だからといって、共産党がその間、黙って手を拱いていることはありません。天皇の元首化(これも憲法改正をう)、軍国主義復活のための利用など、時代を逆行させる策動とは断固として闘い、天皇に関する憲法上の規定を厳格に守らせつつ、天皇制についておおいに議論する努力をすることは大切です。
憲法上の規定を厳格に守らせる闘いをするということは、こうした反動勢力の策動を最も効果的に封じ込める手段になります。
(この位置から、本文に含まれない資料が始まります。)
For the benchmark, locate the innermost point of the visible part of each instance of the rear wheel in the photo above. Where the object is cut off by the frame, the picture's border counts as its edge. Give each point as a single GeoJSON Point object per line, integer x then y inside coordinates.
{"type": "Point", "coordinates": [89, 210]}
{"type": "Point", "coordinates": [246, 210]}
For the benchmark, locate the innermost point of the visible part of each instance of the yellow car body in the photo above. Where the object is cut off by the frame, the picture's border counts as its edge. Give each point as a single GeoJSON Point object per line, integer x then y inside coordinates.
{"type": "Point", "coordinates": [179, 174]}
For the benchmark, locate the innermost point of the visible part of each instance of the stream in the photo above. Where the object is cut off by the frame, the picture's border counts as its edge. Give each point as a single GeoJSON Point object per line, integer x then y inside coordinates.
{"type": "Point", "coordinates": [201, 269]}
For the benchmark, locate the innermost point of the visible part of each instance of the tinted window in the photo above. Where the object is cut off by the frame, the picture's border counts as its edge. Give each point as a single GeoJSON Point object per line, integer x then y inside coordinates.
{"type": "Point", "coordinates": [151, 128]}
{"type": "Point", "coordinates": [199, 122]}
その場合、敵にたいしては「憲法の条項を厳格に守れ」といいながら、共産党が綱領において憲法改正を伴う「天皇制廃止」を掲げていることは道理にかないません。これでは国民の信頼を得られないと私は思います。
最後に「天皇制の概念規定は、その生い立ち、制度とその実態、国家や国政において果たしている役割、社会において果たしている役割やイデオロギー的影響等から導かれるものです。戦後の天皇制研究は、それこそさまざまな方面から行われてきました。それら一切合財を無視して、天皇制の規定を憲法の条文からのみ規定し、それを研究者や活動家に押しつけていいのでしょうか?」と澄空さんが述べておられる部分ですが、この点については党内外の人々がおおいに研究し、議論を重ねるべきではないでしょうか?共産党はそんな度量の狭い党ではありませんから、自由、かっ達にやればよいとおもいます。それではまた。